Poco a poco la mujer se ha ido igualando en términos teóricos conceptuales , mas no pragmáticos.
Qué hemos hecho mal, Vivi? Permitir estos atropellos , no detener la situación apenas existe un asomo que evidencie lo que viene. Pensar en “va a cambiar” cuando en efecto la persona, si bien puede cambiar, la sola idea de que “nosotras” los podemos cambiar induce a error. Al decidir amar (es decisión, recordemos que sólo el enamoramiento no lo es, éste es voluntario, carente de esfuerzo, a diferencia del amor, que exige del esfuerzo permanente en este enaltecer el alma , ser para otro, camino de perfección conjunto) debemos saber que ese “amar” implica la aceptación del otro con virtudes y defectos y que aquellos defectos son superados a partir de si mismo con la ayuda amorosa de quien, ha decidido amar.

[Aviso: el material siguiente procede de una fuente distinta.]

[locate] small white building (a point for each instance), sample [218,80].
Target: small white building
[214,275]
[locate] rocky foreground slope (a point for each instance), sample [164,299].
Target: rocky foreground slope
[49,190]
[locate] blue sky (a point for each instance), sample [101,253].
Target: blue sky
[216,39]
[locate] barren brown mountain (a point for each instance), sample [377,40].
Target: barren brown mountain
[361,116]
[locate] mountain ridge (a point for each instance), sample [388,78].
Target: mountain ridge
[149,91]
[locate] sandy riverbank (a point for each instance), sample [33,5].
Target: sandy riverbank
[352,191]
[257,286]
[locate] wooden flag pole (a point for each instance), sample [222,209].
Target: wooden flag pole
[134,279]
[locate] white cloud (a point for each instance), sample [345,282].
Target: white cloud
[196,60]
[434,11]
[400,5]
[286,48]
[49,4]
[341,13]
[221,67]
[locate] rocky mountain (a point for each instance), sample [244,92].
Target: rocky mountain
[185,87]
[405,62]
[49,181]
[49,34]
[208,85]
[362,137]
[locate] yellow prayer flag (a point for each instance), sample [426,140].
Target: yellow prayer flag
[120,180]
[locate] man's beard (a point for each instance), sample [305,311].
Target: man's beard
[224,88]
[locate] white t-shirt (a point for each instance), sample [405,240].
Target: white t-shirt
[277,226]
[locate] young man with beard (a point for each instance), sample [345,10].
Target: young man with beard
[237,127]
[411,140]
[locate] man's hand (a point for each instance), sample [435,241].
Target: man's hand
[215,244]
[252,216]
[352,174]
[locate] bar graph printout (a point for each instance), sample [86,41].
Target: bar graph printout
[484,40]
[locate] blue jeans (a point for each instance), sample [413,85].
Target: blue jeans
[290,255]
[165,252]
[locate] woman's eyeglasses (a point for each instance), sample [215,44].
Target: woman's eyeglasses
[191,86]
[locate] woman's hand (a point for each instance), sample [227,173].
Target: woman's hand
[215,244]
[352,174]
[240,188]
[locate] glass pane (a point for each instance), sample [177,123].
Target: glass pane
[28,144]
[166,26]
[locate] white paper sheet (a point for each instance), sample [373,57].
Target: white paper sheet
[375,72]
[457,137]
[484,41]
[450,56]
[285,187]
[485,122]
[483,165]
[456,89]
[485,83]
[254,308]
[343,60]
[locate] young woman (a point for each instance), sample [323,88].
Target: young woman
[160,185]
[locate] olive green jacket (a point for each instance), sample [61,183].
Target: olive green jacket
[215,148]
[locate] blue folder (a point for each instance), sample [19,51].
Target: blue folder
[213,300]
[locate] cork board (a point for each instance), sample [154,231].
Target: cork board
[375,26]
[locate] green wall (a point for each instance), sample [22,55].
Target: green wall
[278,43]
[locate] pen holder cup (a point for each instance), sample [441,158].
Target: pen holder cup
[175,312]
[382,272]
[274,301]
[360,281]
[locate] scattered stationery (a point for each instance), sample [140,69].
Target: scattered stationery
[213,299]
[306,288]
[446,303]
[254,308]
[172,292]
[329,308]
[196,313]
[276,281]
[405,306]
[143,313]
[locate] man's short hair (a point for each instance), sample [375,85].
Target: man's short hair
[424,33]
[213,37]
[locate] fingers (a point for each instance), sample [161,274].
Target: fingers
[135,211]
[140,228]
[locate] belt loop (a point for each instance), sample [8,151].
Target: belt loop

Pero la sola pretensión de augurar un cambio en la persona por el amor que uno tiene es una falsa ilusión, una utopía con mal futuro.
También y evidentemente nos encontramos frente a otra realidad y consiste en el mundo de las apariencias, donde sólo el transcurso del tiempo nos muestra el verdadero rostro del personaje en cuestión. Basta que permitamos una sola vez esta dechado de indignidad para que el resto sólo se transforme en una constante casi costumbre en el actuar del otro
Finalmente: quién es el culpable o responsable de esta situación? Aquel que lo permite.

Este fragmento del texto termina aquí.